Alexei Kornienko: Bach, J.S.: Partita nr. 6 in e BWV. 830; Brahms: Intermezzi in b op. 119/1, E op. 115/4, a op. 76/7 en A op. 118/2; Beethoven: Pianosonate nr. 8 in c op. 13 Pathétique. TYX Art TXA 18118 (69’10”). 2018
Van de in 1954 in Moskou geboren, thans in Wenen wonende pianist en dirigent zijn aardig wat opnamen in omloop, de orkestrale met het Mahler kamerorkest, met Symfonie orkesten uit Moskou en Sofia, de meeste kamermuziale met violistes als Elena Denisova en Liana Issakadze en cellist Girori Alumian.
Maar op een cd solopopname was hij nog niet te betrappen, al circuleert op internet een Mondscheinsonate van hem. Die cd is er nu dus wel. Daarvoor koos Kornienko een aardig programma met een door hem stilistisch mooi ingeschatte laatste Partita van Bach met karakteristieke, mooi gefraseerde dansdelen. Voor de vier van de tien Intermezzi van Brahms grijpt hij dieper in de toetsen en maakt er meer dan licht vergankelijke tussenspelen van.

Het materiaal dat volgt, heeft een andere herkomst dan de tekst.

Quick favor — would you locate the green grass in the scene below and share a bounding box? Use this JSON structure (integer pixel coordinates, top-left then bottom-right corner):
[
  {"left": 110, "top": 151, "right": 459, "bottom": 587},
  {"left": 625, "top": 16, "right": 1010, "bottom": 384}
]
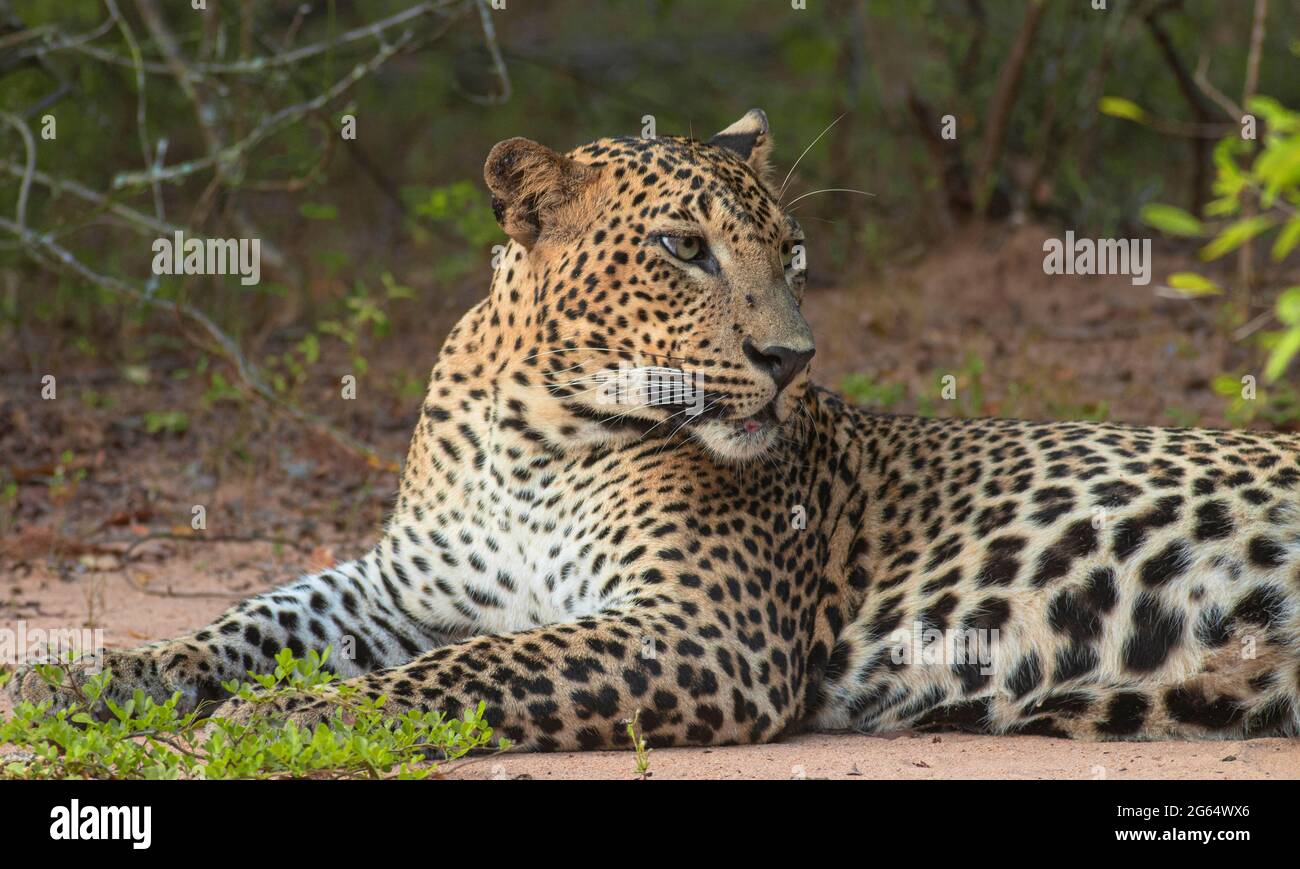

De sonate Pathétique was de belangrijkste uit zijn jonge jaren en zijn c-klein periode, een toonaard die heel geschikt is om eenzaamheid uit te drukken. Maar ook een werk dat om haast orkestrale sonoriteit vraagt. Kornienko levert daarvoor passend voor een vrij massieve toon en zorgt in het middendeel voor een gevoel van onderdrukking, zodat de finale als een verlossing komt. Boeiend recital, dat zeker en heel mooi van klank.